2日目  翌日は、よく晴れていた。朝食を簡単に済ますと、荷物を置いて、再び、頂上を目指す。燧ヶ岳がくっきりと見える。そして、燧ヶ岳の左手、はるか遠くに富士山が見えていた。更に、中門岳方面へと入ると、昨日ははっきりとは見えなかった、越後駒ヶ岳や中ノ岳が美しい姿を見せている。そして、はるか遠くには苗場山も見えている。中門岳へと向かう稜線は、雪のゆるやかな気持ちのよい道だった。周囲の山並みを楽しみながら、しばらく歩いていくと、雪原の小さな窪みに中門岳という標識がある。ピークを予想していたので、少し意外な気がする。ここから、来た道を引き返す。再び、駒ヶ岳の頂上を越えて、肩の小屋まで戻る。

  小屋の管理人さんにあいさつをしてから、荷物を背負い、小屋を出発する。目の前には、奥日光の山々がすぐ近くに見えている。雪の斜面を下っていくと、登ってくる人たちが見える。残雪を踏みながら、トレースを辿る。ところどころ雪がなくなって、ぬかるんでいるところもある。今日は日曜日なので、登ってくる人が多い。やがて、残雪は消え、森の中の道をひたすら下っていく。登っているときは気が付かなかったが、ところどころ、ムシカリ(オオカメノキ)の白い花や、ミツバツツジがきれいに咲いている。花を楽しみながら、森を下っていく。春ゼミの声があちこちから降ってくる。

  途中、何組ものパーティーとすれ違う。森の中の道はいつ果てるともしれないくらいどこまでも続いている。
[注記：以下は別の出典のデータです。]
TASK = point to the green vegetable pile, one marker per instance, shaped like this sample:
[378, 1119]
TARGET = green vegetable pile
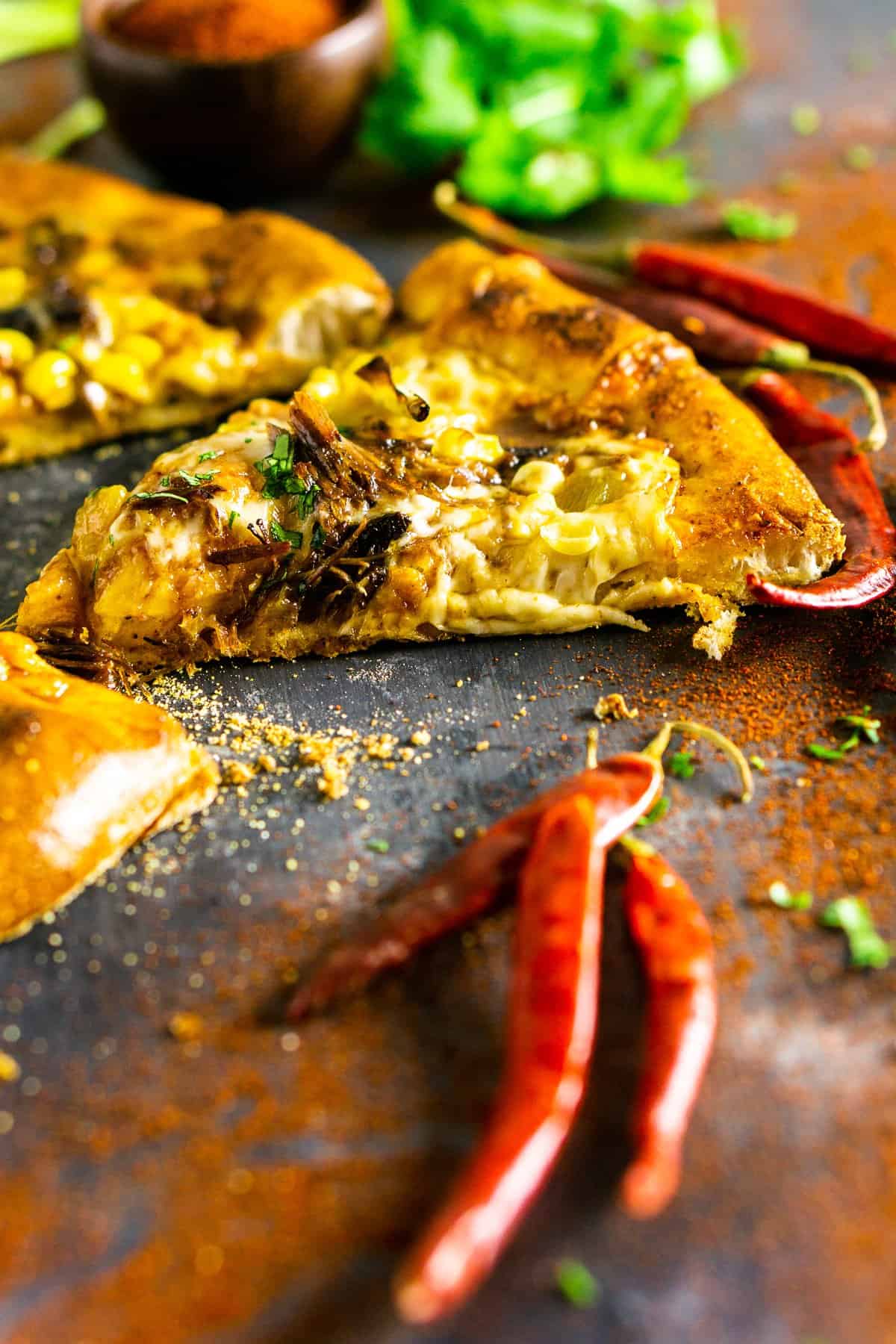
[548, 104]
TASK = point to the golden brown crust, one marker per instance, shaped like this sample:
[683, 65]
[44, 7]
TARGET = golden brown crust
[743, 504]
[252, 302]
[574, 467]
[84, 774]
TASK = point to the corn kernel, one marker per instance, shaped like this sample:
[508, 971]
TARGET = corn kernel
[52, 379]
[8, 396]
[321, 383]
[137, 312]
[146, 349]
[13, 284]
[124, 374]
[535, 477]
[462, 447]
[96, 262]
[571, 535]
[16, 349]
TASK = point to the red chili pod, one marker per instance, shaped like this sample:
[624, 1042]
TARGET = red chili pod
[824, 448]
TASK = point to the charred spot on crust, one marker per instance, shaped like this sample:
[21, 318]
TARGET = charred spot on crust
[351, 573]
[376, 373]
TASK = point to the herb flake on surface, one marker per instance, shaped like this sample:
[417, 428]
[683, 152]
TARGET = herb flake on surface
[867, 948]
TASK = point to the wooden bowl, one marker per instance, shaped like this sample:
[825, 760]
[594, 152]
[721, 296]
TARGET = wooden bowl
[230, 127]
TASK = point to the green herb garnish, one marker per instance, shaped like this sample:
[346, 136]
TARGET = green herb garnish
[868, 727]
[657, 812]
[84, 119]
[284, 534]
[160, 495]
[862, 727]
[755, 223]
[195, 477]
[867, 949]
[38, 26]
[280, 479]
[553, 102]
[682, 765]
[576, 1284]
[786, 900]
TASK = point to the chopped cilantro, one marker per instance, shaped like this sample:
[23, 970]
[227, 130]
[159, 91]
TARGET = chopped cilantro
[657, 812]
[786, 900]
[805, 119]
[195, 477]
[280, 477]
[682, 765]
[576, 1284]
[160, 495]
[282, 534]
[755, 223]
[867, 948]
[868, 727]
[550, 104]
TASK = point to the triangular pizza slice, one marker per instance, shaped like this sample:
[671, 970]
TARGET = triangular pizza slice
[125, 311]
[514, 458]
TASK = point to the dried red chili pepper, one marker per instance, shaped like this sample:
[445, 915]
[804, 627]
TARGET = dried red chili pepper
[554, 1008]
[676, 948]
[707, 327]
[797, 314]
[824, 449]
[621, 788]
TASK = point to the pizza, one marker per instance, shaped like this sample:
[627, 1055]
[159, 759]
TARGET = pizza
[514, 458]
[84, 774]
[127, 311]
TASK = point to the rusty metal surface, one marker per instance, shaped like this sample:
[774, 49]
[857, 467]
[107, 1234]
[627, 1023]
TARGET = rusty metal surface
[258, 1184]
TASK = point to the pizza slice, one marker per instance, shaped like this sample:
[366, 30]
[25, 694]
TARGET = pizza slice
[125, 311]
[514, 458]
[84, 774]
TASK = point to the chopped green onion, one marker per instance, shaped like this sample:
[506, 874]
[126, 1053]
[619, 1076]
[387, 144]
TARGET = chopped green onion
[755, 223]
[84, 119]
[682, 765]
[867, 949]
[657, 812]
[868, 727]
[576, 1284]
[38, 26]
[786, 900]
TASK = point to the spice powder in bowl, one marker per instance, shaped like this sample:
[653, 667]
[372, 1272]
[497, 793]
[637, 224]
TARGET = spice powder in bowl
[223, 30]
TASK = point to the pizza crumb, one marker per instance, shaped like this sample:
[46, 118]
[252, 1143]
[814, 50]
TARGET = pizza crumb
[613, 707]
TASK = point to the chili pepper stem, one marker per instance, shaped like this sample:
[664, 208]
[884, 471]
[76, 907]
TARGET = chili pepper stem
[655, 750]
[876, 437]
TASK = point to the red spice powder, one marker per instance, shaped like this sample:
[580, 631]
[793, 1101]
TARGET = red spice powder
[223, 30]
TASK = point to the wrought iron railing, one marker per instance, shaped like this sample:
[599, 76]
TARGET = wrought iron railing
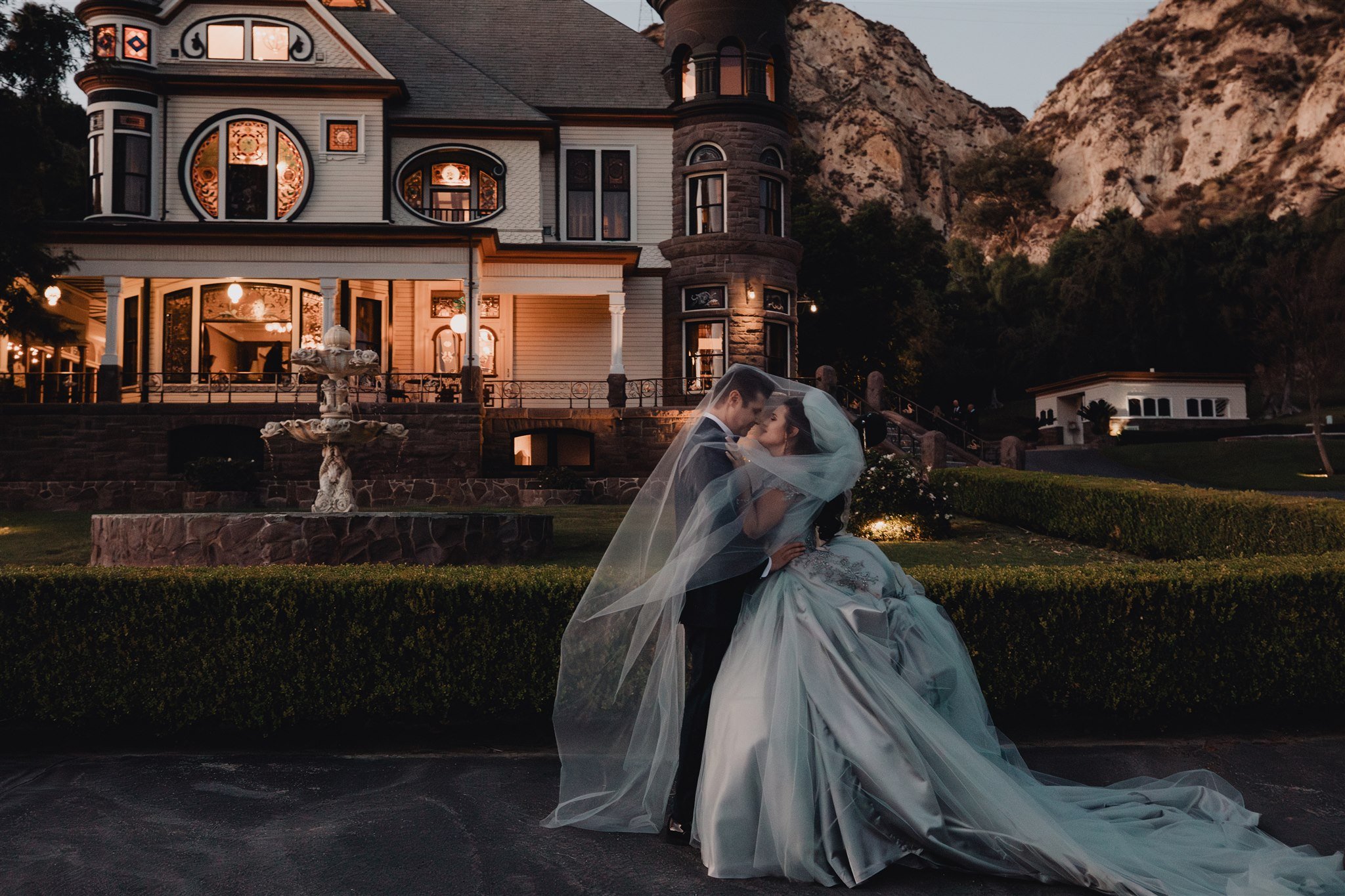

しかし、かなり下ったと思った頃、右手の下のほうに、車の青い色が見え、駐車場が近いことがわかる。そこからひとくだりで、駒ヶ岳登山口の木の階段に到着する。そこから道々咲いている花を眺めながら舗装された林道を歩いていく。これからやってくる車も多い。しばし下ると、立派なトイレが見えてきて、バス停が近いことがわかる。バス停に到着すると、バスの時間まで、しばらく間がある。右手の尾瀬方面へと歩いてみて、ジュースの自動販売機を探す。しばらく歩いたところに酒屋があり、自動販売機があった。冷たいジュースを飲むと生き返る心地がする。帰りのバスは空いていた。
  会津駒ヶ岳は、残雪・新緑、そして大展望といずれをとっても大変満足できる素晴らしい山でした。小屋もきれいで、快適に過ごすことができました。たくさんの山を眺めたので、また、登ってみたい山が増えました。